Ils se regardaient en silence à présent, l'un dans le couloir et l'autre dans la chambre. Séparés par une barrière invisible, physique et émotionnelle. Séparés par tant de choses, infimes au final, mais immenses pour deux coeurs et deux corps qui n'avaient plus la force de lutter. Peut-être qu'ils étaient mieux comme ça, seuls et tristes ; au moins ils ne gênaient personne et tout le monde était content.
- Tu devrais aller dormir, Harry, murmura Louis d'une si petite voix que lui-même ne sembla pas l'entendre tant ses oreilles bourdonnaient.
Le jeune homme refusait de croire que Louis pouvait le voir dans cet état sans ressentir quoi que ce soit. Il refusait de croire que son Louis le repoussait toujours plus, davantage chaque jour et chaque nuit. Était-il donc destiné à mourir en se rappelant les tatouages qui recouvraient la peau du brun et qu'il avait tant de fois parcourus de ses lèvres? Était-ce ça, son destin, de mourir en puant l'alcool et noyé dans ses propres larmes? Il ne pouvait pas l'accepter.
Baby, tell me when you're ready
I'm waiting
Baby, any time you're ready
I'm waiting
Et s'il allait devoir attendre que le monde les laisse être ensemble, alors il le ferait, aussi longtemps que nécessaire. Il attendrait, parce que ces yeux bleus plongés dans les siens valaient toutes les souffrances du monde. Cette peau douce contre la sienne et ces bras entourés autour de sa taille, valaient d'attendre jusqu'à en mourir. La voix fluette de Louis au réveil et cette odeur piquante flottant dans leur chambre valaient qu'Harry pleure seul toutes les nuits jusqu'à ce que Louis soit prêt à sécher ses larmes de ses mains frêles.

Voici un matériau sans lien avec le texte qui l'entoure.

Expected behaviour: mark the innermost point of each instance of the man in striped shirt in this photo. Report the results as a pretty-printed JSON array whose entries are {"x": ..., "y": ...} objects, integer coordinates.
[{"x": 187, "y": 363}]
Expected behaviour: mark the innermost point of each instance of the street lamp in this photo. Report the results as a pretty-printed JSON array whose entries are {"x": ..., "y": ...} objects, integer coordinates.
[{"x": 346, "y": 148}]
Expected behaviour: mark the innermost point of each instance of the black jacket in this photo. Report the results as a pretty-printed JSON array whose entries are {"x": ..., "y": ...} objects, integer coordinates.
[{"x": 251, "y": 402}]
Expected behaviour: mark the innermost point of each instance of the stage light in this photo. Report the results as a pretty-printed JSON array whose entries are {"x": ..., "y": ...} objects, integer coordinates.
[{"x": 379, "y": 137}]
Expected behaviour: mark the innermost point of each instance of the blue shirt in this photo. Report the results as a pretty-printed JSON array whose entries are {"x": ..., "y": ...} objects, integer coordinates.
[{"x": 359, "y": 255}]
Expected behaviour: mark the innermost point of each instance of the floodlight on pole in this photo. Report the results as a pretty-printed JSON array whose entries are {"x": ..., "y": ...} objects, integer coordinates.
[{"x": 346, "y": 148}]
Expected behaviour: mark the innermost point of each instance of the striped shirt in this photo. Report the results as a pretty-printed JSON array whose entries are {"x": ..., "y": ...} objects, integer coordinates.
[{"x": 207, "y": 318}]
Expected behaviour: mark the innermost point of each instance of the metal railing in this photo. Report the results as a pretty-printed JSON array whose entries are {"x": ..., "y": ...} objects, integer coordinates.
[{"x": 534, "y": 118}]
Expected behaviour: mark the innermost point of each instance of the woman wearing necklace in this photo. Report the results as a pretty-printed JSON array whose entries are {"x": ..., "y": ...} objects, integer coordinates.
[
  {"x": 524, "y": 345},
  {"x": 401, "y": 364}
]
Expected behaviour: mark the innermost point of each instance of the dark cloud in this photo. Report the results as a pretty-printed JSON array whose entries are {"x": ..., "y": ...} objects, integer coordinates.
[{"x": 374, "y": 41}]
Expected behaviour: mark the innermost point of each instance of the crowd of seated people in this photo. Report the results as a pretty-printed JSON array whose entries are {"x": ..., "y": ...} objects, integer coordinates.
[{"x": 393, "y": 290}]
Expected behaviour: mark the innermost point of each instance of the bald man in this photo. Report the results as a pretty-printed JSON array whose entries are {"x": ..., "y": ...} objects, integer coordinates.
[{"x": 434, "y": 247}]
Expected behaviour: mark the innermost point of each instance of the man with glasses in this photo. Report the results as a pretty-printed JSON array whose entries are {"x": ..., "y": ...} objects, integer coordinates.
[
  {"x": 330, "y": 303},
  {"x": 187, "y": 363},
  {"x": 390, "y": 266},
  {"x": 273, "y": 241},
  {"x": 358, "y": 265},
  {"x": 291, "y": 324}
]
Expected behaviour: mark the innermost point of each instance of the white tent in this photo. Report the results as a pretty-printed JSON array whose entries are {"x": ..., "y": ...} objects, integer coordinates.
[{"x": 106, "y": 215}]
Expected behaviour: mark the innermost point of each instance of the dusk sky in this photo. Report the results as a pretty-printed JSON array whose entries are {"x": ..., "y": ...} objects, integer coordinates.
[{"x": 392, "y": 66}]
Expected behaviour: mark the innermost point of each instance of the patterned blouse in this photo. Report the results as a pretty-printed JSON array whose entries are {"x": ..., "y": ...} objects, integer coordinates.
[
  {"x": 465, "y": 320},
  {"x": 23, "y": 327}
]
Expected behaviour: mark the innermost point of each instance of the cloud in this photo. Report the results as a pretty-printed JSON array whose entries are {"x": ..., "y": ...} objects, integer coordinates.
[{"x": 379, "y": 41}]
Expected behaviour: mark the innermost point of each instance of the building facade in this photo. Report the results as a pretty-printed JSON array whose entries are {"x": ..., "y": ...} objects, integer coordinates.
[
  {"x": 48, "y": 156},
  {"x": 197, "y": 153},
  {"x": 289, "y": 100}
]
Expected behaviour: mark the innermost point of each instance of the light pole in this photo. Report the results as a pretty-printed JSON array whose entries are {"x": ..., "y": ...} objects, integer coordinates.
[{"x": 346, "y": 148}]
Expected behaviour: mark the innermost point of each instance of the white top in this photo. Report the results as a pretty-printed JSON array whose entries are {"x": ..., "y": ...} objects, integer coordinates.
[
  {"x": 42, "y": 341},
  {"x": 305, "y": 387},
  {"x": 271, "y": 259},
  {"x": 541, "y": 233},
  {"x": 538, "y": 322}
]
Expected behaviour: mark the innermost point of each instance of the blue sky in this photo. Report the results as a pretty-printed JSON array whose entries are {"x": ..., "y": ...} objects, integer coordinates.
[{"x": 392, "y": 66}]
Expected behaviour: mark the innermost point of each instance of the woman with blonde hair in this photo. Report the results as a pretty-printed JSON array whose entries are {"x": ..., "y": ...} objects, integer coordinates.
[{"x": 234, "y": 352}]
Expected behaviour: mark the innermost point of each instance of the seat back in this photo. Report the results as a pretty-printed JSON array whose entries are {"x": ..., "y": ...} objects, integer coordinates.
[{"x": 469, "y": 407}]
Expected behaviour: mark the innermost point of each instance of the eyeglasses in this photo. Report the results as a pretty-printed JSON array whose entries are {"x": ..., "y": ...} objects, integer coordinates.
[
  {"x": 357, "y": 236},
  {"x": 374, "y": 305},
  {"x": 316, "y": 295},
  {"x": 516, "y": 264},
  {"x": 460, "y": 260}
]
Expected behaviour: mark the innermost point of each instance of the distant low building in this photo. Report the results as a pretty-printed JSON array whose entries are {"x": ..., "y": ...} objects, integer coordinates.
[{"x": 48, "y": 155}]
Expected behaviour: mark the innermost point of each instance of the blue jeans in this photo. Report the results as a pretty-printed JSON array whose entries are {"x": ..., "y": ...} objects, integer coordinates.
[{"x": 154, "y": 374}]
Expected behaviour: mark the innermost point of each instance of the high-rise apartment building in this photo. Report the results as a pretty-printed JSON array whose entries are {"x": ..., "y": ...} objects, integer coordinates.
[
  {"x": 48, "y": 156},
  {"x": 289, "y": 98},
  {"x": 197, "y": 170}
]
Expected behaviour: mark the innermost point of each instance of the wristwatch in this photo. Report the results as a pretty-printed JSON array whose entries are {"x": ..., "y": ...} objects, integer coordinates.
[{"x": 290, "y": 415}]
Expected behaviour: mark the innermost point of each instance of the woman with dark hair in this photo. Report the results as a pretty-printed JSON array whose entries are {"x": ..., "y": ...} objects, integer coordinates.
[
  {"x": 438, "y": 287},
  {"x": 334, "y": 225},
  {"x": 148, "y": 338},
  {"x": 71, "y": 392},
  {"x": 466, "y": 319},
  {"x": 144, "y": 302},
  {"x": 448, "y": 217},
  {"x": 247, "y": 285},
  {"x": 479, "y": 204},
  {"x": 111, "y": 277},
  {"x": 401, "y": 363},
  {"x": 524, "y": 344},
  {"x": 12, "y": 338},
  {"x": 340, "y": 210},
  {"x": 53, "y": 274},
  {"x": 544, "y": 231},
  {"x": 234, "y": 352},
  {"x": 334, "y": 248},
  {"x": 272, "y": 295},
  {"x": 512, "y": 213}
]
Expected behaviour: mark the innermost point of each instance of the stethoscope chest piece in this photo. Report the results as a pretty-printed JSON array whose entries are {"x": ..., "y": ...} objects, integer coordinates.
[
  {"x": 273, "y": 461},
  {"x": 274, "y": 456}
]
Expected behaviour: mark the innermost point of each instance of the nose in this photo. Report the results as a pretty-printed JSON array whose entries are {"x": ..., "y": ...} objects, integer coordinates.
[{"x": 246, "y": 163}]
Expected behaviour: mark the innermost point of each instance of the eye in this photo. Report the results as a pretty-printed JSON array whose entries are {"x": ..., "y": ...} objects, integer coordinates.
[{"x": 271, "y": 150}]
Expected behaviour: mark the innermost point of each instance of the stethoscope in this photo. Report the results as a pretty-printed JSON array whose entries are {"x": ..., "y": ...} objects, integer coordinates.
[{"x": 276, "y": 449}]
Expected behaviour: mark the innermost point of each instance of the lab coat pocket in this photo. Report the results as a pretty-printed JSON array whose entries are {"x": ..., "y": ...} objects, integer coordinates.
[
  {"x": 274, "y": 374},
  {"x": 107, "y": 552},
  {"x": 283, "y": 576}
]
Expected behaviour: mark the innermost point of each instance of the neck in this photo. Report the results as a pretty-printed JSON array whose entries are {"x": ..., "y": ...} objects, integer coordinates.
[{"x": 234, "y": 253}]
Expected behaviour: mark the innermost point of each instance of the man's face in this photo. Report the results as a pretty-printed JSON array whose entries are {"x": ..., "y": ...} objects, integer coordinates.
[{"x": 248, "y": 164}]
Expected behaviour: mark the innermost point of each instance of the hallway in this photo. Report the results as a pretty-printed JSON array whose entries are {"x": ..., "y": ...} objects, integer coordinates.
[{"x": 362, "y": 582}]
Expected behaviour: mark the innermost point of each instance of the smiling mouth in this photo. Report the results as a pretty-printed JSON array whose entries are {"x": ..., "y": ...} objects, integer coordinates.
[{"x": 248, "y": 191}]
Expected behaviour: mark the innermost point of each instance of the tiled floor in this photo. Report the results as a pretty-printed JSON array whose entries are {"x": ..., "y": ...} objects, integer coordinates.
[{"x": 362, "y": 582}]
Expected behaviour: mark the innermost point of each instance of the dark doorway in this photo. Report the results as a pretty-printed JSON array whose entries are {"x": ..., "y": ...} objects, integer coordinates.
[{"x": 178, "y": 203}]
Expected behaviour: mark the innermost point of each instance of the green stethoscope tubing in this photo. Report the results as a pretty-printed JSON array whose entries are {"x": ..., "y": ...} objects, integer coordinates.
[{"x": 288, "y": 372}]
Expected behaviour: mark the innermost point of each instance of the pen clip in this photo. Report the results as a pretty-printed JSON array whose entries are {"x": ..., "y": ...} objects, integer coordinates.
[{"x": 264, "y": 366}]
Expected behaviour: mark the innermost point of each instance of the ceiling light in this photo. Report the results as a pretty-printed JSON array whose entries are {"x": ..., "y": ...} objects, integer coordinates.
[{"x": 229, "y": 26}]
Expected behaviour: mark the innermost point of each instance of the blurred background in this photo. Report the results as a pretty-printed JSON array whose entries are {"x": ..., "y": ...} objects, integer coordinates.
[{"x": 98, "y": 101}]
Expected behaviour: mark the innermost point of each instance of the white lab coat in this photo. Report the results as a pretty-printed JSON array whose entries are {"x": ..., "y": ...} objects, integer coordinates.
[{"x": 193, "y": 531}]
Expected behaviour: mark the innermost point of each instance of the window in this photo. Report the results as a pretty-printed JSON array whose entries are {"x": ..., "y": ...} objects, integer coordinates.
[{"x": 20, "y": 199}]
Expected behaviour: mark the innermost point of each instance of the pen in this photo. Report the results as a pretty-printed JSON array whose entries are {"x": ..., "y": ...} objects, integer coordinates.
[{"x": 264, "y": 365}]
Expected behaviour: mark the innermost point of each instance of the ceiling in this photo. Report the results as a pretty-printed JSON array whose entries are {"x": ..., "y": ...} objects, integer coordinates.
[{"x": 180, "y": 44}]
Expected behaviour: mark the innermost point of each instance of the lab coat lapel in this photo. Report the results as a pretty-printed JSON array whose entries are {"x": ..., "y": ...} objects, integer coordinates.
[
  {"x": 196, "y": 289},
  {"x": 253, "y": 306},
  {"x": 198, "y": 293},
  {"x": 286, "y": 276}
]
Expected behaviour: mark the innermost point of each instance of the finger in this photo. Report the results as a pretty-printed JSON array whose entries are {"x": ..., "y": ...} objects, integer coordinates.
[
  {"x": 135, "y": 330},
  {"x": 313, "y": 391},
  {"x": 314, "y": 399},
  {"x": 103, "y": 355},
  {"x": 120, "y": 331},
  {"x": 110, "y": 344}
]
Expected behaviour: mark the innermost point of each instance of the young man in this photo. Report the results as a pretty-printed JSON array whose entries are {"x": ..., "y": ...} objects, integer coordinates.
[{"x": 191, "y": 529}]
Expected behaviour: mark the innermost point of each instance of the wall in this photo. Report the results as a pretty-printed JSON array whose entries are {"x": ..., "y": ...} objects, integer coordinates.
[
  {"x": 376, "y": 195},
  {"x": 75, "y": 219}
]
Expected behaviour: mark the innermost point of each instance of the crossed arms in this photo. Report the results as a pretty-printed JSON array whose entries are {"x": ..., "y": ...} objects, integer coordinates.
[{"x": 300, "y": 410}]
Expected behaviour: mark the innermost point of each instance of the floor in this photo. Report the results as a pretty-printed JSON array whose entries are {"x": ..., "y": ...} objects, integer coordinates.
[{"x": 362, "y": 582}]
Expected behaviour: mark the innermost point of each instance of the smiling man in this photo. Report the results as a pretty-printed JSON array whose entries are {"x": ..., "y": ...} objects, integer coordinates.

- Je suis tellement désolé.
Louis eut du mal à comprendre les mots prononcés par le bouclé d'une voix brisée. Et quand il fut sûr d'avoir entendu ces quatre petits mots, il fronça les sourcils. Pour quelle maudite raison Harry voudrait-il s'excuser? Louis avait tout fichu en l'air, parce qu'il n'était pas assez fort pour encaisser les coups, parce que ses épaules étaient trop faibles pour supporter le poids de leurs souffrances. Il avait tout passé à Harry, qui avait dû se battre pour eux deux et en était tombé d'épuisement.
- Ne t'excuse pas, je t'en prie. Ça ne sert plus à rien maintenant.
Ce fut tout ce que Louis réussit à répondre, avant de regarder les iris verts qu'il adorait une dernière fois. La porte massive en bois blanc se referma face au visage de Harry, qui se tâcha d'une seule et unique larme qu'il ne pouvait plus contenir. Ces si belles joues étaient humides une fois de plus, une nuit de plus. Son destin semblait tragique, fatal. Une force supérieure qui échappait aux deux jeunes hommes trop vite, trop fort. Harry se promit de le ralentir, de se donner les moyens de l'attraper de ses grandes mains et de le détruire. Il construirait son propre avenir, lui-même. Il construirait un avenir où le tableau principal porterait deux grands yeux bleus étincelants aux couleurs de l'océan.
Even ten years from now
If you haven't found somebody
I promise, I'll be around
Et cette promesse faite à lui-même de contrer son destin était stupide, mais celle faite à Louis de l'attendre pour toujours et à jamais, jusqu'à en mourir, était encore plus folle. Parce qu'il attendrait, peu importe les conséquences, et c'était bien ça le pire. Il attendrait Louis.
Seul et puant l'alcool, en larmes, enroulé dans ses draps. Chaque nuit. Jusqu'à en mourir. À attendre.